En su libro ‘La historia de las guerras’, el senador Rafael Pardo asegura que en 1989, «el propio M-19 propuso que se diera un tratamiento político para las autodefensas como parte del temario de discusión dentro de los acuerdos de paz» (p. 615). Y eso es, precisamente, lo que el gobierno del presidente Uribe pretende conceder en la actualidad a esos grupos ilegales con el fin de lograr su desmovilización, cosa que, sin embargo, ha provocado gran inconformidad y resistencia en sectores políticos entre los que están los ex miembros del M-19 y hasta uribistas confesos como el mismo Pardo, que se oponen férreamente a la iniciativa.
Entregar a los paramilitares el tratamiento o reconocimiento político que siempre han buscado requiere aceptar una tesis que para algunos es indigerible pero que en realidad no es para nada absurda: se trata de que si bien estos grupos no intentan derrocar, combatir o remplazar al Estado, sí se dan a la tarea de suplantarlo, entorpeciendo de paso la acción del mismo. Además, esta asimilación a delitos políticos deja de parecer forzosa al revisarse el origen de las autodefensas como resultado de la ausencia del Estado para controlar los desmanes de la insurrección (delito político). Luego, es una esencia por partida doble.
Pero el mayor problema para aceptar esta salida surge del ánimo legalista en exceso de nuestras instituciones pues al asimilar el delito de paramilitarismo al de sedición, el delito de narcotráfico se cuela como un delito conexo de manera que algunos interpretan que ningún paramilitar podría ser extraditado porque la Constitución la prohíbe para delincuentes políticos. Se sabe que entre los paramilitares hay contrainsurgentes ‘puros’ y meros narcotraficantes que adquirieron una franquicia para asumir un rol que les signifique una sanción más blanda aquí y eludir el castigo de los gringos. A raíz de eso, algún sector de la clase política pide severidad en la ley y se dan golpes de pecho dizque porque el narcotráfico se va a legalizar en aras de la paz. Es pura hipocresía.

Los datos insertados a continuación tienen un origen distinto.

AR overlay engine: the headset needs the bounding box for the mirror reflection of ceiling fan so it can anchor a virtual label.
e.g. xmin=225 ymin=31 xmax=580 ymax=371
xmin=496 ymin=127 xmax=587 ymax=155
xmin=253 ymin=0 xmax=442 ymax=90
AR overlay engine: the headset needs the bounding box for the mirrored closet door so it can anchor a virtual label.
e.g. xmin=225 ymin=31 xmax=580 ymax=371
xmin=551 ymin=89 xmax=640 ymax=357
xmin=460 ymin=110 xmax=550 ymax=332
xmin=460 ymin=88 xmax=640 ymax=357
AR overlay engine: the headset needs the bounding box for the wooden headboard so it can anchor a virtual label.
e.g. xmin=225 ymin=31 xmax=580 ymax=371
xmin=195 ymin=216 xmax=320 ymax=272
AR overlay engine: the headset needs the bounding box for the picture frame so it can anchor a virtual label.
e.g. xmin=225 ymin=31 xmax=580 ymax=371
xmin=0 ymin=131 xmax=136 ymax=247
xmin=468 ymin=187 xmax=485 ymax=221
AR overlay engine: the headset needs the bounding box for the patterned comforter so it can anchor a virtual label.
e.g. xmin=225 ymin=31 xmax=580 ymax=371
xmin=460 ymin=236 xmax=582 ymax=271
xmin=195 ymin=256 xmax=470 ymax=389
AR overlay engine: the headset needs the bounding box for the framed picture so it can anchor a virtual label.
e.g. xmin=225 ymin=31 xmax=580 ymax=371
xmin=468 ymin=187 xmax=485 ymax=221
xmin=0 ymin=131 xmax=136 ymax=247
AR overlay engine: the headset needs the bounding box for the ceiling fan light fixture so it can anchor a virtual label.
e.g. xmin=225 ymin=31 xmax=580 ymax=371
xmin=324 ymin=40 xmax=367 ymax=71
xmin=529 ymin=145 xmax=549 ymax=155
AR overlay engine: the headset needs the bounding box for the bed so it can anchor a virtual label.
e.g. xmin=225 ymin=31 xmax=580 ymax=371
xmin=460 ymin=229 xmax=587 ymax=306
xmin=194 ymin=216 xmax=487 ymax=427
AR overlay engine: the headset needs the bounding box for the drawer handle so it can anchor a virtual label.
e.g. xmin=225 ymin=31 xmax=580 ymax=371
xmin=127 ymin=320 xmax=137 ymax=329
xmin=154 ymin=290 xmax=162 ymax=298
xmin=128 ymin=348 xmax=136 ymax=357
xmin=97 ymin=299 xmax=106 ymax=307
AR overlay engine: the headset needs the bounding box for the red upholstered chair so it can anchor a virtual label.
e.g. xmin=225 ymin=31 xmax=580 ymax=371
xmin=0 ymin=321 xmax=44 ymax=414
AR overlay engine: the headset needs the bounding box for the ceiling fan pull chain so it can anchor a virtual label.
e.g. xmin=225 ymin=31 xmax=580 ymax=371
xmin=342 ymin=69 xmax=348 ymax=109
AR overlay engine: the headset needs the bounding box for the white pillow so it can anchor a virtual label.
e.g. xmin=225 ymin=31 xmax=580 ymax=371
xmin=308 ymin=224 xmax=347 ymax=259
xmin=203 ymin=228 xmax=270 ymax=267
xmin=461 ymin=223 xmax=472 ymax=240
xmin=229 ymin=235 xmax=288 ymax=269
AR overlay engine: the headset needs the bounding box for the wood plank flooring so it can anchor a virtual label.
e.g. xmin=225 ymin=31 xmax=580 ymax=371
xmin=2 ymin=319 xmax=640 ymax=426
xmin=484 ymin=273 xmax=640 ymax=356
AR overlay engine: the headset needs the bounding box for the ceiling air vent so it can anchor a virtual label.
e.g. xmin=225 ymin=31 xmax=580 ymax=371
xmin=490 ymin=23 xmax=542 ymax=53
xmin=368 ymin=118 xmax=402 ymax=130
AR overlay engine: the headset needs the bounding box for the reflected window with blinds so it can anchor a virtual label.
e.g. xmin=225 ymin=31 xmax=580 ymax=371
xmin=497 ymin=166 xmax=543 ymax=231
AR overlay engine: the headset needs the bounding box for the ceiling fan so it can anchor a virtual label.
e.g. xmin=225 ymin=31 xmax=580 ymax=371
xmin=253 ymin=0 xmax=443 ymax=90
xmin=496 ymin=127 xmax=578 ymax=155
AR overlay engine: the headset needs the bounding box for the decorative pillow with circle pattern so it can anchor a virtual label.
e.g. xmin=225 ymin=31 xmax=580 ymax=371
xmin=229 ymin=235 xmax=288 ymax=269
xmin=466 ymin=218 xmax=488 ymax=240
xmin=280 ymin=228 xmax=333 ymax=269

La semana anterior un Fiscal de La Florida dijo que la mafia sobornó al Congreso en 1997 para que éste limitara la extradición a delitos cometidos después de la promulgación de la norma (diciembre 1 de 1997). Según el abogado de la mafia, Gustavo Salazar Pineda, la propina fue de 15 millones de dólares. No es novedad saber que el presidente Samper financió su campaña con dineros de la mafia y que el Congreso inhibió la acusación que había en su contra como tampoco es un secreto el hecho de que la Asamblea Constituyente de 1991 prohibió la extradición en el texto de la Carta Política que aún estaba en redacción y horas después Pablo Escobar se sometió a la justicia. El estilo de Escobar era plata o plomo, no todos los constituyentes la prohibieron por convicción o por miedo. Esa misma clase política que se ha vendido muchas veces, ahora se autoproclama defensora de la extradición como si el presidente Uribe no hubiera extraditado a nadie, apenas a 260 delincuentes.
De hecho, hay que recordar que en el proceso de sometimiento a la justicia de narcotraficantes, en el gobierno de César Gaviria, se les prometió la no extradición a quienes no volvieran a delinquir pero la promesa no era taxativa: Fabio Ochoa Vásquez volvió a delinquir y fue extraditado. Lo mismo debe ser para los paramilitares: si trafican después de su desmovilización pues pierden todo beneficio. Ahí no hay lugar a interpretaciones acomodadas.
Más bien habría que preguntarse con Eduardo Pizarro Leongómez (El Tiempo, marzo 14 de 2005) si tras este «aparente error de apreciación lo que se esconda en realidad sea un perverso cálculo estratégico». Si quienes piden hoy severidad con los ‘paras’ van mañana a pedir benevolencia cuando llegue el momento de las negociaciones con la guerrilla. La ley de verdad, justicia y reparación, de reconciliación o como se llame, debe ser la misma para unos y para otros. Y, dice Pizarro, «debe ser un proyecto que encuentre un equilibrio entre las necesidades de la paz y las exigencias de la justicia, entre las necesidades de la reconciliación y las exigencias de las víctimas».
Además remata Pardo en su libro (p. 626), que los paramilitares «son grupos de motivación política (…) y por ello su delito debe estar enmarcado en los parámetros de delito político, entonces el paso de las armas a la paz debe tener un tratamiento generoso de parte de la sociedad para quienes dejen las armas, pues de lo que se trata es de dejar la lucha armada, así no haya sido en contra del Estado, por la lucha política».